One of the most notable developments involves a financing program supported by the European Bank for Reconstruction and Development (EBRD) aimed at expanding credit access for Serbian small and medium-sized enterprises. The program includes a €50 million financing package directed through ProCredit Bank Serbia, combining traditional lending with targeted support for digital transformation and green investments. Within the program, approximately €40 million is allocated for general SME lending while €10 million supports companies investing in digitalization projects.
A key feature of the financing framework is the integration of sustainability criteria into lending policies. Roughly 30 percent of the financing envelope is earmarked for projects that improve energy efficiency or reduce environmental impact. These investments align with broader efforts to prepare Serbian companies for stricter environmental requirements in European export markets.
The EBRD remains the largest international investor in Serbia’s economy. Since the beginning of its operations in the country, the institution has invested more than €10 billion across over 400 projects. In 2025 alone, the bank committed more than €800 million in financing, with approximately 84 percent directed toward private-sector investments. These figures illustrate the continued importance of international development financing for Serbia’s economic modernization.

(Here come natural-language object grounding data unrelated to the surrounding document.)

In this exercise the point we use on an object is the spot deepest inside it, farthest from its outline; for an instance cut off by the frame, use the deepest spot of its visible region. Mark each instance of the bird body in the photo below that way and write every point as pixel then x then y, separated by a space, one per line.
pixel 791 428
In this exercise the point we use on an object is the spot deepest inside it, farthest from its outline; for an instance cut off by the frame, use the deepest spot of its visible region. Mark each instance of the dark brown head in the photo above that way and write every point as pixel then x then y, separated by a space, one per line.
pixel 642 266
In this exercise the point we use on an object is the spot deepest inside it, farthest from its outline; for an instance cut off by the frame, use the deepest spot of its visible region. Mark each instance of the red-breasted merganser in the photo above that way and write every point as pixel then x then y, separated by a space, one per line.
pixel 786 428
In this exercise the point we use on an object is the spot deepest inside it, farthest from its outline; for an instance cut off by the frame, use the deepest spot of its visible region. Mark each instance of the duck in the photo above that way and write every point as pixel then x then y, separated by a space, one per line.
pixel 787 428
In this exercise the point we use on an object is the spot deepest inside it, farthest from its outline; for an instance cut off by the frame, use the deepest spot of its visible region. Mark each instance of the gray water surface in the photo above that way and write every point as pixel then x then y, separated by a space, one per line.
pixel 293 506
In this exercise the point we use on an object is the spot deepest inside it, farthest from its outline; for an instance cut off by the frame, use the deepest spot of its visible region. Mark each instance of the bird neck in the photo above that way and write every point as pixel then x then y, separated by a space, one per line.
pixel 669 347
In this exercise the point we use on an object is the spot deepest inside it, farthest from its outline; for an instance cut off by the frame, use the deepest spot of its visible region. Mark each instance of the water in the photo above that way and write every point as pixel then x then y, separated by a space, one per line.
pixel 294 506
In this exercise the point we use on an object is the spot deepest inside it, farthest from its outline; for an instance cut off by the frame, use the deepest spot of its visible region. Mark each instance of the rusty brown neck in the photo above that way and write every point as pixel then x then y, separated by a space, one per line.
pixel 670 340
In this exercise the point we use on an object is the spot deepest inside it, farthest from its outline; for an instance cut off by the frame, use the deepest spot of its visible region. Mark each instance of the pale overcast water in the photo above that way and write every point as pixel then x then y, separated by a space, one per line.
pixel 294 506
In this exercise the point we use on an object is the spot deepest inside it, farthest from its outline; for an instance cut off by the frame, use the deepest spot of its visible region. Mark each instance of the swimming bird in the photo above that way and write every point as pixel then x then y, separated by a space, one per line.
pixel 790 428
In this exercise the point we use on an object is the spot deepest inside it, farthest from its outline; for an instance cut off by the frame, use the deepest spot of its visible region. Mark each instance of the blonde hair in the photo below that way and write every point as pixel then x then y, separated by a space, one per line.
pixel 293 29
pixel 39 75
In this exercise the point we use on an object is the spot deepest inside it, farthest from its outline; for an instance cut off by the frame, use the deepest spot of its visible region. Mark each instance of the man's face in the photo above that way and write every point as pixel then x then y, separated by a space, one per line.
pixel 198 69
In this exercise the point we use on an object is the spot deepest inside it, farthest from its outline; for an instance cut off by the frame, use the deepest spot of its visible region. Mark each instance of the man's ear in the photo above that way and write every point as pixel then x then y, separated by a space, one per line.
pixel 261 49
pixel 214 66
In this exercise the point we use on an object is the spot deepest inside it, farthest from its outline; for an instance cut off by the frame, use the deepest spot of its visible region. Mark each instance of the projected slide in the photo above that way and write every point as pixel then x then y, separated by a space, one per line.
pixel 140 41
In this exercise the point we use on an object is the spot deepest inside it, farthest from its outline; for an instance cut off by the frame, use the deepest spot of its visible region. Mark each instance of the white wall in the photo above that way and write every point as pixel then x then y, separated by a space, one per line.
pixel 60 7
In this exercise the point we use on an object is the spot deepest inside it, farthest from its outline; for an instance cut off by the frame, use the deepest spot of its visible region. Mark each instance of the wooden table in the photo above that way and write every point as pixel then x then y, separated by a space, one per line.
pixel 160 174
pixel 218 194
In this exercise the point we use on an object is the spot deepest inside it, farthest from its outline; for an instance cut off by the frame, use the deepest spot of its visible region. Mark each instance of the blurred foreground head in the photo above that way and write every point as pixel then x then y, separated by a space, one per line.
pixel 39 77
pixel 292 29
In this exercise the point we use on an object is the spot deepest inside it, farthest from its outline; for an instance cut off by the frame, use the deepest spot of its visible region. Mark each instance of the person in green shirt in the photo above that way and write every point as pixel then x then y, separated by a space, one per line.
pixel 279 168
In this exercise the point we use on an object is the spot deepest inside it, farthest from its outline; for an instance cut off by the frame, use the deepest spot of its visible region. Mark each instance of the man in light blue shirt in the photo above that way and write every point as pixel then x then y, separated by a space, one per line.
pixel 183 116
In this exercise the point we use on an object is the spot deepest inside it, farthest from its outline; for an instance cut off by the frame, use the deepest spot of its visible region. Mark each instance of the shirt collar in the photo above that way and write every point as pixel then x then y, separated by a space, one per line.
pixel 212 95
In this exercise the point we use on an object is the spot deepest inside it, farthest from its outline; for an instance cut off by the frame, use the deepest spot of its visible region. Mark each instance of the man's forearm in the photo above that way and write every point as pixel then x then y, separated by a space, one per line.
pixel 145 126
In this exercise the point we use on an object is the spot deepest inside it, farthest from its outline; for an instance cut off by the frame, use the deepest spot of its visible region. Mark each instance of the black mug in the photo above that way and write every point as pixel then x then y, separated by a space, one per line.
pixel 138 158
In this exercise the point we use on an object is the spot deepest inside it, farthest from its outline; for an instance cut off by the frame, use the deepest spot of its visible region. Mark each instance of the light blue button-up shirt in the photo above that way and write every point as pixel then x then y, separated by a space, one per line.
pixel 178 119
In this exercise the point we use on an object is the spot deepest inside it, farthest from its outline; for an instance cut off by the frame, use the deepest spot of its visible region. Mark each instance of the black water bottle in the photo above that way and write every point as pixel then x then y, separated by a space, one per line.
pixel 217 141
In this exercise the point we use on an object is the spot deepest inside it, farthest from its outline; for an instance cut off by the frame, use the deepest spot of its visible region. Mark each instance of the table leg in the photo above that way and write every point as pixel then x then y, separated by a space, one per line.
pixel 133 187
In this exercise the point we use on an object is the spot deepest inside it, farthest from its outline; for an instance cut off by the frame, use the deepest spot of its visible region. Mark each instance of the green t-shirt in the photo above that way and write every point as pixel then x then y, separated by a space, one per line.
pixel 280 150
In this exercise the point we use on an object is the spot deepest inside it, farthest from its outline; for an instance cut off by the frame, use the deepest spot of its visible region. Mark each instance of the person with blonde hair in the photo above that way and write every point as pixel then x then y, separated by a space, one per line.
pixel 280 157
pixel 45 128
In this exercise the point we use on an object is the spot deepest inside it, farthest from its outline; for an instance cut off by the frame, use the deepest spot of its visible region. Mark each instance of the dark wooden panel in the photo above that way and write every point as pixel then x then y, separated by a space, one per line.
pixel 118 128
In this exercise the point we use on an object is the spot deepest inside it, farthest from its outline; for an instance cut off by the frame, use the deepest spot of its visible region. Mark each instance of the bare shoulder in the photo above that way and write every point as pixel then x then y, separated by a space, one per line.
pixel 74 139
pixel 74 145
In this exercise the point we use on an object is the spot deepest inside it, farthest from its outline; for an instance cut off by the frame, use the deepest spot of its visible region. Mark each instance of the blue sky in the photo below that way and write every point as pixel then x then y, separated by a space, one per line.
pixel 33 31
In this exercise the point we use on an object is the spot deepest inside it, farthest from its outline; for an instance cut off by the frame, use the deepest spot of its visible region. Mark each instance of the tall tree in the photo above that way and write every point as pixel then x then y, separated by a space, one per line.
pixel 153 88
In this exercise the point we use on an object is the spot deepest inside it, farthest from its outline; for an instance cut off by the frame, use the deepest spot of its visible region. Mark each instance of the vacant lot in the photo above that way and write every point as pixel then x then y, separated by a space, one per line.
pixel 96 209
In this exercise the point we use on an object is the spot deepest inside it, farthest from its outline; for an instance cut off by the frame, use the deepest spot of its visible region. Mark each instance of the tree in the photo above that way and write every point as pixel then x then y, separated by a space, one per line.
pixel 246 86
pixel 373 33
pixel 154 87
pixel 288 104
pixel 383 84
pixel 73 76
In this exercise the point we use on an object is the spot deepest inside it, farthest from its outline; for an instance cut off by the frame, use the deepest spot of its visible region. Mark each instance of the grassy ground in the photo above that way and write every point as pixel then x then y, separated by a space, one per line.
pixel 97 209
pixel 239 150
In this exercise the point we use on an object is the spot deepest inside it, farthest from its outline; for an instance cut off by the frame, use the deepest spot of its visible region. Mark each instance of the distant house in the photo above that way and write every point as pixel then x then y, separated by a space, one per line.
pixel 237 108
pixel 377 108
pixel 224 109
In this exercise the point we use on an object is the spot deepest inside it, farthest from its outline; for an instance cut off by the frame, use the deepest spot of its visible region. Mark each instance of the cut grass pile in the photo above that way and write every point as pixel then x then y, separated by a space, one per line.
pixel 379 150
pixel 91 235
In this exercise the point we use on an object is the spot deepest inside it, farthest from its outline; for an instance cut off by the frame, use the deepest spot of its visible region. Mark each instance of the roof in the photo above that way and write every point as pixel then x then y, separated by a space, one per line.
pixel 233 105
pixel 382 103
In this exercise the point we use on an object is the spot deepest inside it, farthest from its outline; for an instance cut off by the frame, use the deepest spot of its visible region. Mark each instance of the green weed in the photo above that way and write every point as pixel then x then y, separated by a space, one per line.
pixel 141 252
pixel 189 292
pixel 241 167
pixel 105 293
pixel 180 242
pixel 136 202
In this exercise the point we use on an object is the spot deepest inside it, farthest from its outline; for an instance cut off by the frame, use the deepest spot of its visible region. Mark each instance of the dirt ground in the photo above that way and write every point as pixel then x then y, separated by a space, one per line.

The expansion of SME financing reflects a structural shift in Serbia’s economic policy. In previous years, economic development strategies relied heavily on subsidies to attract foreign manufacturing investments. While foreign direct investment remains an important pillar of the economy, policymakers are increasingly focusing on strengthening domestic enterprises capable of generating higher value-added production.
In parallel with development-bank financing, commercial banks and international lenders are expanding credit lines targeting small and medium-sized companies. The total financing pipeline currently available for Serbian SMEs is estimated to exceed €170 million, combining funding from development banks and private financial institutions. These credit facilities support projects ranging from manufacturing modernization and export expansion to digital transformation.
Improved access to financing is expected to encourage Serbian companies to invest in new technologies, increase productivity and expand into foreign markets. The modernization of domestic enterprises is particularly important for sectors such as metal processing, automotive components and electronics manufacturing, which are increasingly integrated into European industrial supply chains.
The strengthening of Serbia’s banking sector also reflects improvements in macroeconomic stability. Inflation has gradually declined following the global energy price shock earlier in the decade, while public debt levels remain manageable compared with many European economies. These factors contribute to a more stable financial environment in which banks are willing to expand lending to the private sector.
As Serbia continues to integrate into European markets, access to financing will remain a critical factor determining the pace of economic development. The expansion of credit lines for SMEs represents a significant step toward strengthening the domestic business sector and supporting long-term economic growth.